Brein gaat piraterij aanpakken met nieuw systeem
Jarenlang werd illegaal downloaden gedoogd in Nederland. Inmiddels is er wetgeving die piraterij strafbaar stelt. Het betrappen en identificeren van boosdoeners is echter moeilijker dan het juridisch kader aanpassen. Stichting Brein, de nationale anti-piraterij organisatie, heeft nu software ontwikkeld om dat makkelijker te maken. Ook regelmatige gebruikers van Popcorn Time lopen risico gepakt te worden.
Brein gaat vanaf begin 2016 de druk opvoeren voor verspreiders van illegale content. Met het nieuwe systeem kan Brein ‘uitgebreid geautomatiseerd monitoren op Nederlandse eerste en grote bittorrent uploaders’, vertelt Tim Kuik, directeur van Stichting Brein. ‘Wij verwachten er veel meer te kunnen identificeren dan voorheen.’
Het gaat Brein vooral om ip-adressen die regelmatig auteursrechtelijk beschermd materiaal uploaden. Dan hebben we over grote verspreiders, die Brein niet beschouwd als individuele downloaders maar als bron. Wie echter een filmpje of serie downloadt via bijvoorbeeld Popcorn Time deelt dat materiaal ook automatisch met anderen. Regelmatig gebruikers van dit soort sites komen in het Brein-systeem daarom ook bovendrijven.

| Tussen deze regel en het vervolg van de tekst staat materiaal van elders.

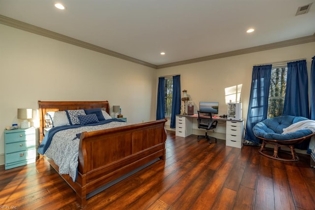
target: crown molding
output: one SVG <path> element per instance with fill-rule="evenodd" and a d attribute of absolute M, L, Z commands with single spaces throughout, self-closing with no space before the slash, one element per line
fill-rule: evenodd
<path fill-rule="evenodd" d="M 38 27 L 34 25 L 29 24 L 22 21 L 12 19 L 1 15 L 0 15 L 0 23 L 16 29 L 20 29 L 38 35 L 42 35 L 48 38 L 58 40 L 68 44 L 73 44 L 84 48 L 93 50 L 111 56 L 115 57 L 121 59 L 135 63 L 154 69 L 157 69 L 157 65 L 150 64 L 145 61 L 141 61 L 121 53 L 119 53 L 107 49 L 99 47 L 94 44 L 90 44 L 78 39 L 71 38 L 60 34 L 56 33 L 51 31 L 47 30 L 42 28 Z"/>
<path fill-rule="evenodd" d="M 71 38 L 69 36 L 56 33 L 51 31 L 38 27 L 37 26 L 35 26 L 28 23 L 20 21 L 17 20 L 12 19 L 1 15 L 0 15 L 0 24 L 156 69 L 172 67 L 177 66 L 192 64 L 194 63 L 210 61 L 211 60 L 218 59 L 219 58 L 226 58 L 228 57 L 234 56 L 248 53 L 252 53 L 264 50 L 271 50 L 273 49 L 287 47 L 297 44 L 301 44 L 315 41 L 315 33 L 313 35 L 286 40 L 285 41 L 279 41 L 278 42 L 264 44 L 262 45 L 249 47 L 248 48 L 244 48 L 222 53 L 219 53 L 217 54 L 201 57 L 200 58 L 193 58 L 192 59 L 186 60 L 184 61 L 178 61 L 177 62 L 162 64 L 161 65 L 156 65 L 150 63 L 146 62 L 145 61 L 141 61 L 140 60 L 122 54 L 121 53 L 118 53 L 117 52 L 113 51 L 112 50 L 105 49 L 103 47 L 94 45 L 88 42 Z"/>
<path fill-rule="evenodd" d="M 210 61 L 211 60 L 218 59 L 219 58 L 226 58 L 227 57 L 234 56 L 245 54 L 252 53 L 256 52 L 279 48 L 281 47 L 288 47 L 289 46 L 295 45 L 297 44 L 304 44 L 306 43 L 312 42 L 313 41 L 315 41 L 315 33 L 313 35 L 293 38 L 292 39 L 286 40 L 285 41 L 279 41 L 278 42 L 264 44 L 262 45 L 256 46 L 255 47 L 249 47 L 248 48 L 234 50 L 232 51 L 222 53 L 219 53 L 215 55 L 201 57 L 200 58 L 186 60 L 185 61 L 179 61 L 178 62 L 174 62 L 169 64 L 158 65 L 158 66 L 157 69 L 166 68 L 168 67 L 175 67 L 176 66 L 184 65 L 185 64 L 189 64 L 197 62 L 201 62 L 202 61 Z"/>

De internationale strijd tegen piraterij lijkt te verhevigen de laatste tijd. Dat de in september opgerichte Vereniging van Professionele Speelfilm Ondernemers de aanpak van illegaal downloaden tot speerpunt heeft gemaakt, staat volgens Kuik los van Breins geïntensiveerde activiteit. Wat er gebeurt in diverse buitenlanden heeft waarschijnlijk meer relevantie. In Groot-Brittannië heeft de rechter Popcorn Time al verboden en in de VS is de site ook op zwart gegaan. Binnen Nederland heeft Brein onlangs twee techneuten opgespoord die bezig waren met de ontwikkeling van Popcorn Time-software. Een schikking is getroffen en de software is verwijderd.

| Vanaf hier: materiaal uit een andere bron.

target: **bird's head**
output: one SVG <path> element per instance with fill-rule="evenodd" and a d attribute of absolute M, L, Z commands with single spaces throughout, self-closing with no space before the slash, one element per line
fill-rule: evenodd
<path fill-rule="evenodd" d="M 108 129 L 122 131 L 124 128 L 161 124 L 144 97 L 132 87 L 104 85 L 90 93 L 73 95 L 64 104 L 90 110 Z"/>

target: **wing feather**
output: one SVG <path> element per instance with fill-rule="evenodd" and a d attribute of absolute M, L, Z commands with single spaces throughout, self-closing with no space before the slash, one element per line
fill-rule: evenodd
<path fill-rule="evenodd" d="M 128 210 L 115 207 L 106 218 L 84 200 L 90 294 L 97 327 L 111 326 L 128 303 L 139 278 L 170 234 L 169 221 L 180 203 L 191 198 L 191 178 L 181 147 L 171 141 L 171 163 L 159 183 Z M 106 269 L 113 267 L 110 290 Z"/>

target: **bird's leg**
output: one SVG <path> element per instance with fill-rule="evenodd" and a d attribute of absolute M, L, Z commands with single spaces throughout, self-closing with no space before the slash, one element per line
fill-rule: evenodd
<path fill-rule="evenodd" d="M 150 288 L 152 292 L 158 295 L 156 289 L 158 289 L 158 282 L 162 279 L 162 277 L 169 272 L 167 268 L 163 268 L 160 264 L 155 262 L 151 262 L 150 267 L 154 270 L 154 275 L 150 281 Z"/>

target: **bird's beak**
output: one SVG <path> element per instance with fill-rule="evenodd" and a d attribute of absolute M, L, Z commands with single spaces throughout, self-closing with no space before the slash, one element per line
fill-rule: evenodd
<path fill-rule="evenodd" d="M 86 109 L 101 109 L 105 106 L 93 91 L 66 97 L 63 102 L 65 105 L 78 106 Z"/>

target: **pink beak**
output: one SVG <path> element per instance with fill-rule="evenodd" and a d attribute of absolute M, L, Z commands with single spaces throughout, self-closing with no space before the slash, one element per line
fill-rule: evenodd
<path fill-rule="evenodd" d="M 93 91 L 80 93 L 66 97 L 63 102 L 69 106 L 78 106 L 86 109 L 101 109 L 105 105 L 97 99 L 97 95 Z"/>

Juridisch heeft Brein nog een paar stappen te zetten. Met het nieuwe systeem zijn verdachte ip-adressen op te sporen, maar om erachter te komen wie er achter die adressen schuilgaan moet de organisatie naar de providers stappen. Die zijn er doorgaans niet zo happig op klantgegevens vrij te geven en beroepen zich op de bescherming van privacy. ‘Als zij de gegevens niet vrijwillig afgeven dan doen we het via een rechterlijk bevel’, stelt Kuik. ‘De Hoge Raad heeft in het Lycos/Pessers arrest neergelegd dat providers identiteitsgegevens moeten afgeven aan een benadeelde partij die schade lijdt. De belangen van de uploader leggen bij dit soort ernstige, opzettelijke inbreuken minder gewicht in de schaal dan de effectieve bescherming van rechten op intellectueel eigendom. Dat is recent nog bevestigd door het Hof van Justitie van de EU, die stelde dat zelfs het bankgeheim geen rechtvaardiging is voor de weigering identificerende gegevens te verstrekken.’